The OPP's Festive R.I.D.E. campaign kicks off this week and runs until January 3, 2021.

With more than 21,800 calls to the OPP to report suspected impaired drivers so far this year (2020), the OPP is praising these proactive citizens for doing their part to help keep these dangerous drivers off our roads. Close to 3,300 such calls were placed during the 2019/20 Festive R.I.D.E. campaign and reflect the 'zero tolerance' attitude the OPP encourages everyone to adopt every day. 

Motorists are reminded that officers regularly conduct Mandatory Alcohol Screening (MAS) with drivers who are lawfully pulled over and they will be ramping up this investigative measure, including at R.I.D.E. stops, throughout the campaign.

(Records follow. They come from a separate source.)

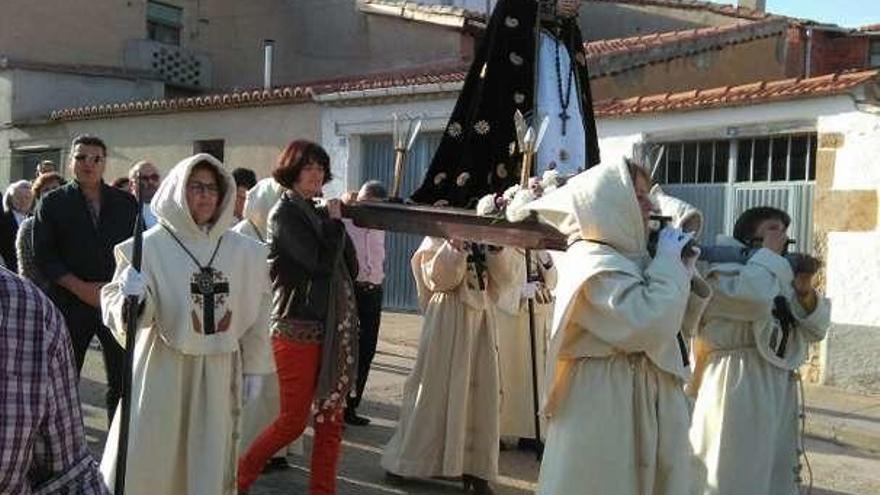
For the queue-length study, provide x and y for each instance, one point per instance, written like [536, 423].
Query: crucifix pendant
[203, 283]
[563, 115]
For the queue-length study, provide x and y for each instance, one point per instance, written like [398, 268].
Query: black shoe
[276, 464]
[530, 444]
[394, 479]
[476, 485]
[353, 419]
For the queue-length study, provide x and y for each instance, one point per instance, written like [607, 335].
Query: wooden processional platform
[454, 223]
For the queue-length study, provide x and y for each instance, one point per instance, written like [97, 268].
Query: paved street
[837, 470]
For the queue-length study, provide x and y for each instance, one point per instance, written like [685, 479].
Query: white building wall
[853, 345]
[849, 356]
[253, 137]
[343, 126]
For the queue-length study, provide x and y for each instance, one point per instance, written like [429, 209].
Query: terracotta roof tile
[745, 94]
[613, 56]
[614, 45]
[726, 10]
[261, 97]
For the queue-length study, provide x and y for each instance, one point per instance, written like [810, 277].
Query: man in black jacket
[76, 228]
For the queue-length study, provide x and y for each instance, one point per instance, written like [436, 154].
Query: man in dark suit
[16, 205]
[76, 228]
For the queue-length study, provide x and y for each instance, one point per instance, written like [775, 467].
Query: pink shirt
[370, 247]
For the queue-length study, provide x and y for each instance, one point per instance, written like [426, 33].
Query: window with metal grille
[694, 162]
[874, 55]
[164, 22]
[777, 158]
[782, 158]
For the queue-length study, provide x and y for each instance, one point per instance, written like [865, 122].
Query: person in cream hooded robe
[745, 423]
[449, 422]
[262, 411]
[618, 416]
[187, 382]
[514, 348]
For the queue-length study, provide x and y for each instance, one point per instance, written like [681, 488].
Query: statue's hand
[568, 8]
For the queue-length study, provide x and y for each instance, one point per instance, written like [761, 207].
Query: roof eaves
[440, 15]
[625, 54]
[721, 9]
[433, 80]
[745, 94]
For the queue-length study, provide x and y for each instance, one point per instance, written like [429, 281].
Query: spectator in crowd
[370, 247]
[24, 243]
[43, 445]
[244, 180]
[17, 202]
[262, 411]
[76, 228]
[121, 183]
[314, 320]
[149, 183]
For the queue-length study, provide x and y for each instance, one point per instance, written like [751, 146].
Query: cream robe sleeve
[813, 326]
[746, 292]
[256, 349]
[507, 275]
[443, 270]
[636, 314]
[113, 300]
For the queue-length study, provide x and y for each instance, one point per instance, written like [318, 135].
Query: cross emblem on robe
[205, 286]
[563, 115]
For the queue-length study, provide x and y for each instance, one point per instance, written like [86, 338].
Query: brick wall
[834, 52]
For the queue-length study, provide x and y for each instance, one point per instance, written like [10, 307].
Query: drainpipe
[808, 57]
[268, 52]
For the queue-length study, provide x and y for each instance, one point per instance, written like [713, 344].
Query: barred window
[164, 22]
[694, 162]
[782, 158]
[777, 159]
[874, 56]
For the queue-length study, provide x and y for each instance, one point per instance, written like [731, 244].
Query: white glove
[133, 283]
[529, 290]
[691, 262]
[251, 386]
[671, 241]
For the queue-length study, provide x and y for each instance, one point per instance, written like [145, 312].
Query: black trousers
[369, 300]
[83, 324]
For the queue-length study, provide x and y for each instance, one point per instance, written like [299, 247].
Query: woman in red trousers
[314, 320]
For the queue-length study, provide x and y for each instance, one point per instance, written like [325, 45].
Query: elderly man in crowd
[17, 203]
[150, 179]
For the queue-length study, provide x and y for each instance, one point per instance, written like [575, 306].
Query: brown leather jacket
[304, 243]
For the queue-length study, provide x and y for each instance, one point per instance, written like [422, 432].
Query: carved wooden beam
[454, 223]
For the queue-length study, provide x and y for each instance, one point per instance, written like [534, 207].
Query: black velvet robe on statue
[478, 154]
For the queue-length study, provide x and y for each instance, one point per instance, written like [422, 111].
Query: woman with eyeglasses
[314, 323]
[202, 346]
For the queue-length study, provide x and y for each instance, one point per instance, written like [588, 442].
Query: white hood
[597, 205]
[170, 207]
[260, 200]
[684, 215]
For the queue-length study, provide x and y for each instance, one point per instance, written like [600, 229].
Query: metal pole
[131, 317]
[268, 57]
[532, 339]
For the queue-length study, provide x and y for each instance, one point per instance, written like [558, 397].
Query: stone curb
[842, 432]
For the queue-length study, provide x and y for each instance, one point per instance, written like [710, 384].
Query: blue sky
[848, 13]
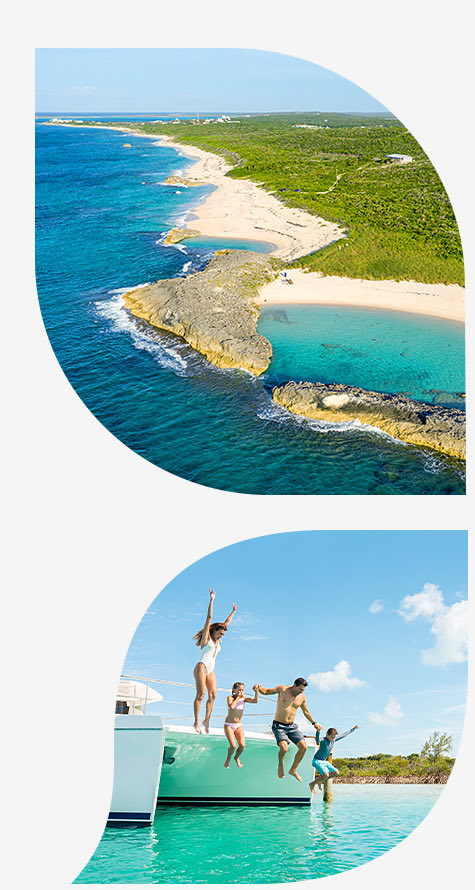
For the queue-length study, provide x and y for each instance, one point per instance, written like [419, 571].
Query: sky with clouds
[376, 621]
[189, 80]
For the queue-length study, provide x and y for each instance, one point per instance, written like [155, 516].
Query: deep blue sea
[275, 844]
[102, 213]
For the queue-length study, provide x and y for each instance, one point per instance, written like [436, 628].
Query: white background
[93, 532]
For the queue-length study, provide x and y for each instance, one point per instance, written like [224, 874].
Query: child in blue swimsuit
[320, 763]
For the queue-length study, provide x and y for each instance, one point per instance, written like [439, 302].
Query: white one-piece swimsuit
[208, 656]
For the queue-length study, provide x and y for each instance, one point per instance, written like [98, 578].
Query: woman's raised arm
[205, 634]
[230, 617]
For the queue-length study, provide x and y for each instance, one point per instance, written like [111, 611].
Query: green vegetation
[397, 217]
[431, 764]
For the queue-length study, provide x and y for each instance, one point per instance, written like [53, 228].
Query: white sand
[241, 209]
[441, 300]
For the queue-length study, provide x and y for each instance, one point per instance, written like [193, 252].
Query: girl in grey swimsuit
[232, 725]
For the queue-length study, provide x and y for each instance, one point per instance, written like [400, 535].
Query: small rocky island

Now heading into its third year, under the MAS law, an officer with an approved alcohol screening device can demand a breath sample from any driver without having reasonable suspicion that they have alcohol in their body.

Drug screening equipment that detects cannabis (and cocaine) in a driver's saliva is another important resource officers have at their disposal. These devices are used to enforce the provincial "zero tolerance" sanctions that apply to young, novice and commercial drivers who are suspected of having the presence of drugs in their body. 

Under impaired driving laws, the OPP can also demand that a driver submit to a Standardized Field Sobriety Test (SFST) and a Drug Recognition Expert (DRE) Evaluation. SFST-trained officers and DREs have the expertise to detect impairment by alcohol, drugs or both in a driver.  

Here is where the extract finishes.